Adaptive Feature Boosting of Multi-Sourced Deep Autoencoders for Smart Grid Intrusion Detection

Intrusion detection systems (IDS) are crucial in smart grid security monitoring and situational awareness following the increasing machine-to-machine communication and potential hostile threats in the critical power and energy infrastructure. However, the multi-sourced, correlated and heterogeneous cyber-physical system data are posing significant challenges to IDS, such as concurring cyber and physical events and data collected from different sensors, among others.

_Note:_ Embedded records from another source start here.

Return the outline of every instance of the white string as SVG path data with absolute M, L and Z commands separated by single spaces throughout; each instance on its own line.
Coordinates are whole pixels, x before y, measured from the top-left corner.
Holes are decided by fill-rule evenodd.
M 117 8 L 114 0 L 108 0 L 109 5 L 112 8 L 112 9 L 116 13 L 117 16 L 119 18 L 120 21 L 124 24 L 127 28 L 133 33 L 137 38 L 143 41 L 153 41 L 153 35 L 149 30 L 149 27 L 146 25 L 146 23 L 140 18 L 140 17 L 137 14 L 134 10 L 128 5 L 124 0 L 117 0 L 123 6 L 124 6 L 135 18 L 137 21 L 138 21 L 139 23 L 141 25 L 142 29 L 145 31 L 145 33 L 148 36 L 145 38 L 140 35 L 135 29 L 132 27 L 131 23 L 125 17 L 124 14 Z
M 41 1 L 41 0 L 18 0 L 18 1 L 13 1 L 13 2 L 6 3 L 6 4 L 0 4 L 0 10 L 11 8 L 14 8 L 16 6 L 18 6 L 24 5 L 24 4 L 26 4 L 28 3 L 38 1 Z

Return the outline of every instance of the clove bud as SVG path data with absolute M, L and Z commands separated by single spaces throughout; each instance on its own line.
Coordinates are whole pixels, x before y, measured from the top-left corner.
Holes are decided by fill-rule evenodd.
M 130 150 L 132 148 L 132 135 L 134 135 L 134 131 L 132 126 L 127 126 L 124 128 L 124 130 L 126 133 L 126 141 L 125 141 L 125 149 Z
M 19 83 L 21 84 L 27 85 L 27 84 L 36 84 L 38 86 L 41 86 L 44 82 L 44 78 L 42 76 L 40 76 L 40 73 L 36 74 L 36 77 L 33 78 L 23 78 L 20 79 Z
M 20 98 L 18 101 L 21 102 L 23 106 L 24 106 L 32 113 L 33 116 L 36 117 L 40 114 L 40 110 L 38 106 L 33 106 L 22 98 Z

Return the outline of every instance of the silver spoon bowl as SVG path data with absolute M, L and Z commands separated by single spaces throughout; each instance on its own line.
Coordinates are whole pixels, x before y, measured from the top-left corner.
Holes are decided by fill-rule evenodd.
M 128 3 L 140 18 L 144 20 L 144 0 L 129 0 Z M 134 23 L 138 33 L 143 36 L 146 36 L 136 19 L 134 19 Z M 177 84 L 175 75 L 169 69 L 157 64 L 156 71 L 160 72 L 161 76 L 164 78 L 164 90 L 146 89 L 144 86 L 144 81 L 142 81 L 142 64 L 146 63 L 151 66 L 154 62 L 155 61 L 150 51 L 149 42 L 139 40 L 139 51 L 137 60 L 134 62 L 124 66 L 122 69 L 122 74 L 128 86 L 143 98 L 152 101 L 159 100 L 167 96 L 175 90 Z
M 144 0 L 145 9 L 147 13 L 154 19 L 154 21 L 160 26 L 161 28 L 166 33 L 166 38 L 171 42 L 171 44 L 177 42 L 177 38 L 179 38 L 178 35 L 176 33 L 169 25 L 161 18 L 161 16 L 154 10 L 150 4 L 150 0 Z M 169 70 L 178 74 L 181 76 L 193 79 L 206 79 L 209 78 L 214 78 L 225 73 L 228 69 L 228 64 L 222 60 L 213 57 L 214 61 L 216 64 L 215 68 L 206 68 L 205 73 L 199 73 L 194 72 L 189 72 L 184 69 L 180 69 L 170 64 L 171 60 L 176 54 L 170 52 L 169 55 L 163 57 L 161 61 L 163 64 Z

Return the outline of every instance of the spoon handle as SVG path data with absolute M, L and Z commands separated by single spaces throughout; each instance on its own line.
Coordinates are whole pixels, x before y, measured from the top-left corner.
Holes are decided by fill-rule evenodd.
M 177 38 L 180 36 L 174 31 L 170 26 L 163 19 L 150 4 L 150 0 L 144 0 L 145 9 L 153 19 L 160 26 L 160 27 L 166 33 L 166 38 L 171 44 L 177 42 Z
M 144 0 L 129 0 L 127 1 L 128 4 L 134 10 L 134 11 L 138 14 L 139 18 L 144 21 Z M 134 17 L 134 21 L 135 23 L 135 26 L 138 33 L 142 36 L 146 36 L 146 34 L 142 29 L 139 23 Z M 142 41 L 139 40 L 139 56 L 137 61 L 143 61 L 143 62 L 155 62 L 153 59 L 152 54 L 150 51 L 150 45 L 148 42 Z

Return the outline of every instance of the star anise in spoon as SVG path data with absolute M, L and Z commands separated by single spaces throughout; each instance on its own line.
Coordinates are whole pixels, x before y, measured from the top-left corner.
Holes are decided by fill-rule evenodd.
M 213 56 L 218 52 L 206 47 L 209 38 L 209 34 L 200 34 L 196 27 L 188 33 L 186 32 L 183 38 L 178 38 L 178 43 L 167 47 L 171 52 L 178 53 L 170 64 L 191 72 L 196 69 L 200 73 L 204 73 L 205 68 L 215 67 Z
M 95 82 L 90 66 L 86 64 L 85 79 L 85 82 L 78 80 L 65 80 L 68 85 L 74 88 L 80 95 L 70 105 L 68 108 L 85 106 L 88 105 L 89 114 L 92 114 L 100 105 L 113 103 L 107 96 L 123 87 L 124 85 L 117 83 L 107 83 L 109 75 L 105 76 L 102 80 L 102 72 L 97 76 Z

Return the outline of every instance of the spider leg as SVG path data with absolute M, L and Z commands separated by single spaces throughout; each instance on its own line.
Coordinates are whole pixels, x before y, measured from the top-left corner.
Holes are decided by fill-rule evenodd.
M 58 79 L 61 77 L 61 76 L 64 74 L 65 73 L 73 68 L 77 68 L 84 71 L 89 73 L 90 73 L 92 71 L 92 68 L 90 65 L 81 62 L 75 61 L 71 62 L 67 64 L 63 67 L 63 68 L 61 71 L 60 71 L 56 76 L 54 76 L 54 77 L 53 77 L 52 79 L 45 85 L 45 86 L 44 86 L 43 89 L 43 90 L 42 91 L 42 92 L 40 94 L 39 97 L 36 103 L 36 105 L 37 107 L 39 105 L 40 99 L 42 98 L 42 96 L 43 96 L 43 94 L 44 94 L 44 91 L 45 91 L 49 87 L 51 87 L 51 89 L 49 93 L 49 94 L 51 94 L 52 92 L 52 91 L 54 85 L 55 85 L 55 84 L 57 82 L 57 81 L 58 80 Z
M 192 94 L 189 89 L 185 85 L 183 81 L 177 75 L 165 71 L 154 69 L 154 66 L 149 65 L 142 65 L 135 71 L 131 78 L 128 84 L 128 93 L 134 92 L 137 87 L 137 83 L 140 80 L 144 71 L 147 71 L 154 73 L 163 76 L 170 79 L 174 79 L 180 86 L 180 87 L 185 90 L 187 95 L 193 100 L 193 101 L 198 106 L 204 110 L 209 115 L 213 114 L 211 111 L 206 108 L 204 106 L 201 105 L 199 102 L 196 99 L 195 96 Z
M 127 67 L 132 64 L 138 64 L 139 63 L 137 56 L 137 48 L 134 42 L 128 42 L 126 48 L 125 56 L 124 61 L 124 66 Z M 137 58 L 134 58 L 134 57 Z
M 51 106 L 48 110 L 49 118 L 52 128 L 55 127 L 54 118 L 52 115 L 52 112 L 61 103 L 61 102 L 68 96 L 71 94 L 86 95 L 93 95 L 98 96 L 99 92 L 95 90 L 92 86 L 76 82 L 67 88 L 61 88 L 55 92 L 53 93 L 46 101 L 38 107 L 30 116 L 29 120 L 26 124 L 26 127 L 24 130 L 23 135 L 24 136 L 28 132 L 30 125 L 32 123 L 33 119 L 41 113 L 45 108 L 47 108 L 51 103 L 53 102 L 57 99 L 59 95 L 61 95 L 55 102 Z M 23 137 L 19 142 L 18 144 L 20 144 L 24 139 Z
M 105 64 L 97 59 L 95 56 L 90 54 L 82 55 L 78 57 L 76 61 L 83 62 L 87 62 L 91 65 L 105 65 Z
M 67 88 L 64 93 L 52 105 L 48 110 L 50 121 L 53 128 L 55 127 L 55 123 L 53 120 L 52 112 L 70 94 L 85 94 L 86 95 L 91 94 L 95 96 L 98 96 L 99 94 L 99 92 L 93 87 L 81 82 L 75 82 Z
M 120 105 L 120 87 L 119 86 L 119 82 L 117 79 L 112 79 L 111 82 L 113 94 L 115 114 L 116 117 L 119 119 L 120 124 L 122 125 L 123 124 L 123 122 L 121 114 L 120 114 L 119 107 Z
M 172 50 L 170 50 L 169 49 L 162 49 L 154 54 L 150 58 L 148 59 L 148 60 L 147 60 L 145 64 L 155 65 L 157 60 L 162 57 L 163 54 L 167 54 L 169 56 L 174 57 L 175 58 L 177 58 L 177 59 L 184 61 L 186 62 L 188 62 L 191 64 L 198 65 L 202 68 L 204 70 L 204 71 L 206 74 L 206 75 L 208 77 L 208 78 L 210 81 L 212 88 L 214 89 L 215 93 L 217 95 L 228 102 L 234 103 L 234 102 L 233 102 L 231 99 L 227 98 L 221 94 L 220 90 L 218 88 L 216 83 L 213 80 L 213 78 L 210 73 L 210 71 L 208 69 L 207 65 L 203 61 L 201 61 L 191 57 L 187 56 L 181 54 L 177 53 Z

To tackle the challenge, this paper proposes a novel framework based on adaptive feature boosting and ensemble learning to extract highly-representative features from multi-sourced cyber-physical system data for improved attack classification in the smart grids. Multiple Autoencoders (AE) are leveraged to extract features from different feature subsets, which are adaptively selected through a feature booster. The feature booster randomly samples features with replacement, and the features with larger probability are selected to form feature subsets and train the next AE. After training, the feature probability is updated based on the reconstruction error to increase the presence of poorly-reconstructed features in the next iteration. Each AE-extracted feature set is further applied to build one Random Forest (RF) as the base classifier, and multiple RF base classifiers are incorporated as the ensemble classifier to classify the normal, fault and attack samples. Normalization and oversampling are also applied to improve the uniformity and balance of the data. The proposed framework is evaluated on a realistic dataset of 37 sub-types of normal, fault, and attack collected from a hardware-in-the-loop (HIL) security testbed. The overall classification accuracy can achieve around 91.78%, an effective 1.38% increase over the existing works.